Use a library instead, and use the most specific methods that are available: if there are specialized routines to solve Ax=b, use them, don't use the matrix inversion methods (which are probably also there), or even the LU decomposition ones, even if Real Math tells you that the result is equivalent - in numerical computation, mathematical equivalence is an entirely different entity than what "real" mathematicians concern themselves with.

Seriously. I don't care if you're a math PhD, I don't even care if you know a decent amount about numerical methods. Whatever code you're going to put together to do the job will be inferior to what a mature library can do, simply because the library has been put through many iterations and has had a lot more time to get patched up to handle all those special cases (usually related to finite precision or discretization) that Real Math doesn't have to worry about. And it will probably be vastly more optimized than anything you'll put together, because it's spent years of heavy use in some critical research environments.
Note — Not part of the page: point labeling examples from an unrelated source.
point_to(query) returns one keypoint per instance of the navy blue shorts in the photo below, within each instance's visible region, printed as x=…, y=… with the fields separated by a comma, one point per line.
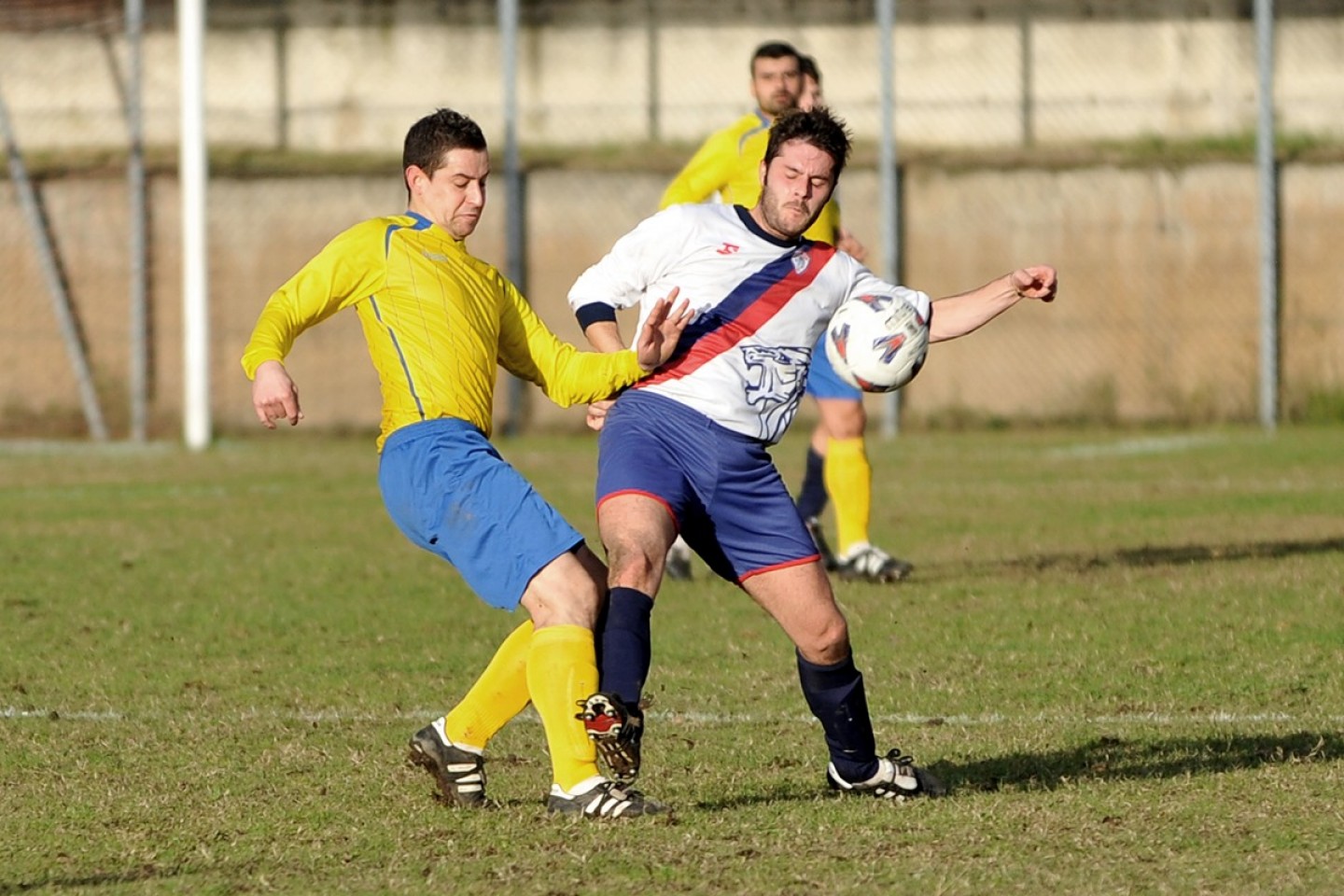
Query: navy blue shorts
x=452, y=493
x=823, y=381
x=721, y=488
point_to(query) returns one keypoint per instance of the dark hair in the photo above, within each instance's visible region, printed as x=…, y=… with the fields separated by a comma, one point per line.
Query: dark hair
x=775, y=49
x=433, y=136
x=808, y=69
x=816, y=127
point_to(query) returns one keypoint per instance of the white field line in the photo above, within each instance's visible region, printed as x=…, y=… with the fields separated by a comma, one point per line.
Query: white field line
x=1130, y=448
x=1139, y=719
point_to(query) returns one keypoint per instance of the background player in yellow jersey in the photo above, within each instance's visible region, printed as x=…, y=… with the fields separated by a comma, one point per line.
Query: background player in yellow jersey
x=439, y=321
x=837, y=462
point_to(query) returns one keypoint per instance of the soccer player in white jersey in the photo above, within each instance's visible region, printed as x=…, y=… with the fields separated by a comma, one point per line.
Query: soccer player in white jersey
x=687, y=449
The only time you should be writing your own math code (beyond simple arithmetic) is if no mature libraries are available to you. In which case you should allocate at the very least twice the amount of time it will take to research and implement the methods, and probably a lot more, because you're going to have a lot of fiddling to do.

DrJokepu · on Jan 20, 2010

Another reason would be (self-)education. There's no better way to gain a deeper understanding of a subject or learn the ins-and-outs of optimization than writing some code and then possibly trying to improve it. If you always blindly depend on third party libraries, you will remain ignorant and dumb.

Then, you can go on and use third party libraries in production while feeling satisfied that you know what's going on inside the library.

gaius · on Jan 20, 2010

If you always blindly depend on third party libraries, you will remain ignorant and dumb.

Depends if your goal is to become an aeronautical engineer or an assembly language hacker, really. Neither one's "better" than the other, but the the former won't benefit much from understanding exactly how to optimize on SPARC vs x64... Nor will the latter need to worry about his compiler's stalling speed :-)

metaguri · on Jan 20, 2010

The other important reason to use a library is that if someone improves the algorithm someday, you can benefit for nothing more than installing and testing the new version of the library.

I remember this also being the case for Constraint Satisfaction Problem (CSP) algorithms in AI. If you can formulate your problem as a CSP and feed it to a library, you automatically benefit from future improvements in the field of CSP solvers.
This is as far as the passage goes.